GPT-4 New Feature: Predicting Paper Acceptance through Peer Review
If papers are submitted to GPT-4 for peer review, its evaluations are almost consistent with those of human reviewers.
In this context, some researchers from universities such as Renmin University of China and Zhejiang University have submitted over 10,000 papers to GPT-4, requesting it to provide answers on "the risk of retraction" based on these papers and comparing them with human predictions.
The results show that GPT-4 performs well in this regard.
Although recent reports on ChatGPT have raised concerns among scholars that the existence of AI models may lead to academic misconduct, there are also ways to maintain academic integrity. In order to enable ChatGPT to predict whether papers will be retracted, the research group first explored the question of "whether it has this ability itself."
According to evidence, many problematic papers will appear on social media platforms such as Twitter before being deleted.
To verify whether it has the ability to predict retractions, the research group collected 3,505 rejected papers, including 3,505 unretracted papers obtained through a rough matching algorithm. These features include journal publication, year of publication, number of authors, and quantity. Out of the 7,010 mentioned articles, tweet data were obtained through the Twitter API, including tweet publication time and content. After screening, it was found that there were 8,367 withdrawn English tweets, while there were 6,180 unretracted English tweets.

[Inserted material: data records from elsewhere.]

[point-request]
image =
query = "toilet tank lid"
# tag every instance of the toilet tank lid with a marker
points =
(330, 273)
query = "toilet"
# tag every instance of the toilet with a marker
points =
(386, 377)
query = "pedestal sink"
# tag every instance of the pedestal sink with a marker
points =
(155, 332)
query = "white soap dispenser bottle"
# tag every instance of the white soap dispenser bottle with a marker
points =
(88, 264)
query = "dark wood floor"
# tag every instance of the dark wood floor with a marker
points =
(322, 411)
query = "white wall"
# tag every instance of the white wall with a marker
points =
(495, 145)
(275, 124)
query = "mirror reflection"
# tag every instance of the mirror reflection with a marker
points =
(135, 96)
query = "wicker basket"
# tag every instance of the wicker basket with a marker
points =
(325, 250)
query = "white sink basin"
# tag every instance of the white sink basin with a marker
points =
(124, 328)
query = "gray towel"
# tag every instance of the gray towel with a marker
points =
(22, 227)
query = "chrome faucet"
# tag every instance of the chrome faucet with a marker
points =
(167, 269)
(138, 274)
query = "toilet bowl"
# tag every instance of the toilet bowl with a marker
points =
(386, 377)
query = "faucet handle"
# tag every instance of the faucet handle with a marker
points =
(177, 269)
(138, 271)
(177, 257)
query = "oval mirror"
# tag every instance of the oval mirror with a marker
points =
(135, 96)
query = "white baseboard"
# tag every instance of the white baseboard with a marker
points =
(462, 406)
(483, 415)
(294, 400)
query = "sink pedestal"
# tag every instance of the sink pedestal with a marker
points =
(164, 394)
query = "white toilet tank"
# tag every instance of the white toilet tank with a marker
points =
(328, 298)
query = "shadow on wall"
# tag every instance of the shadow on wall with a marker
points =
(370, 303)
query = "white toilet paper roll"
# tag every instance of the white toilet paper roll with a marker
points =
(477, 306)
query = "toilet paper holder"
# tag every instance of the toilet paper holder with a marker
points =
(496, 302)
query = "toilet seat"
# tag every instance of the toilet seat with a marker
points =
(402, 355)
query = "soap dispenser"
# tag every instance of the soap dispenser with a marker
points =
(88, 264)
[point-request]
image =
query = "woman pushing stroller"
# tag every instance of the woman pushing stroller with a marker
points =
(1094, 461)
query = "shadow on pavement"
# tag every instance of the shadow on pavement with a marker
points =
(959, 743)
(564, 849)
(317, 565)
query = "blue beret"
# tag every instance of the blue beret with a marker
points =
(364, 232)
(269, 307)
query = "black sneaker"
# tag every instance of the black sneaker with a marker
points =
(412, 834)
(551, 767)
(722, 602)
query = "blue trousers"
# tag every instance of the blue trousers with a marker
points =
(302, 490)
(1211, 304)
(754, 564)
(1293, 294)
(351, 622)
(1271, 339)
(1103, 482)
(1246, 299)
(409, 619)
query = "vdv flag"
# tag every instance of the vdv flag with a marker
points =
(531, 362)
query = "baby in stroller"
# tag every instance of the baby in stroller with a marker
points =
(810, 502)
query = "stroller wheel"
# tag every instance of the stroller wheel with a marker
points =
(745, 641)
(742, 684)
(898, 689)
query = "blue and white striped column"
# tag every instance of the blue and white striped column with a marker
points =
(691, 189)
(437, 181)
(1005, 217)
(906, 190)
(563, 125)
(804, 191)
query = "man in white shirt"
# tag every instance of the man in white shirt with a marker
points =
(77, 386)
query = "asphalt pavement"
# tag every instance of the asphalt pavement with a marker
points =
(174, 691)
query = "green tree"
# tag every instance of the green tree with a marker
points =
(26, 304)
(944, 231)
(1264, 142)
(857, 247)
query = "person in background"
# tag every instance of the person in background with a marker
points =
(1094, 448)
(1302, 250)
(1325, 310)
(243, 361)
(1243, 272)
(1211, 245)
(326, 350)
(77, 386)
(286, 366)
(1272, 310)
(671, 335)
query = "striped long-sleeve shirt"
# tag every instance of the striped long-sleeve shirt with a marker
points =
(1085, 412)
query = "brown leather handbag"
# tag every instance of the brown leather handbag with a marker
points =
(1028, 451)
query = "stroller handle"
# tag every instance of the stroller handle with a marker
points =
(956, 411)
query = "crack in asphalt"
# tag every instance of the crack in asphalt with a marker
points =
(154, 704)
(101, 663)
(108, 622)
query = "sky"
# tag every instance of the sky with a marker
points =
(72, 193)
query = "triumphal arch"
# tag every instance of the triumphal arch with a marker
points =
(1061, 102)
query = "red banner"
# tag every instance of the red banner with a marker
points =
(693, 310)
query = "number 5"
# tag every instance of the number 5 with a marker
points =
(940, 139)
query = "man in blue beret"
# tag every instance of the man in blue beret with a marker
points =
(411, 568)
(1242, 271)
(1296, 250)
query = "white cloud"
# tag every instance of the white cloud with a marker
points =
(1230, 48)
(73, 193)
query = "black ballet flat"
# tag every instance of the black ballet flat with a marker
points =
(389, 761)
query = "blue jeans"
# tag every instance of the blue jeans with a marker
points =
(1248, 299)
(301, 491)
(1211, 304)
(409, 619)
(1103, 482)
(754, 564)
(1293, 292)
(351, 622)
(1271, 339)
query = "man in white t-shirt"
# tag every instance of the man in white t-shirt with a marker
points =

Human prediction (researchers predicting whether a paper will be retracted based on tweets) is an important research indicator that can be used to measure the degree of match between models and human algorithms. According to human predictions, if humans perceive problems in the articles, the probability of retraction is as high as 93%, indicating that certain tweets can accurately predict the likelihood of paper retractions.
However, the proportion of articles predicted to be retracted by humans is not high, accounting for only about 16% (recall rate = 16%). Therefore, although only a small proportion of tweets exhibit obvious signs of problems before the retraction of articles, these signs do exist. In this case, critical tweets can serve as catalysts for the retraction of papers, highlighting the value of incorporating them into early research integrity warning systems.
Researchers found that comments that effectively predict retracted articles can be divided into two categories:
The first category directly emphasizes errors or academic misconduct in the articles;
The second category highlights doubts about the quality of the articles in a critical or ironic manner.
This information helps journals investigate articles, and once serious issues are discovered, articles may be retracted. In this context, critical comments can promote the retraction of articles, highlighting the importance of incorporating them into early warning systems for research integrity.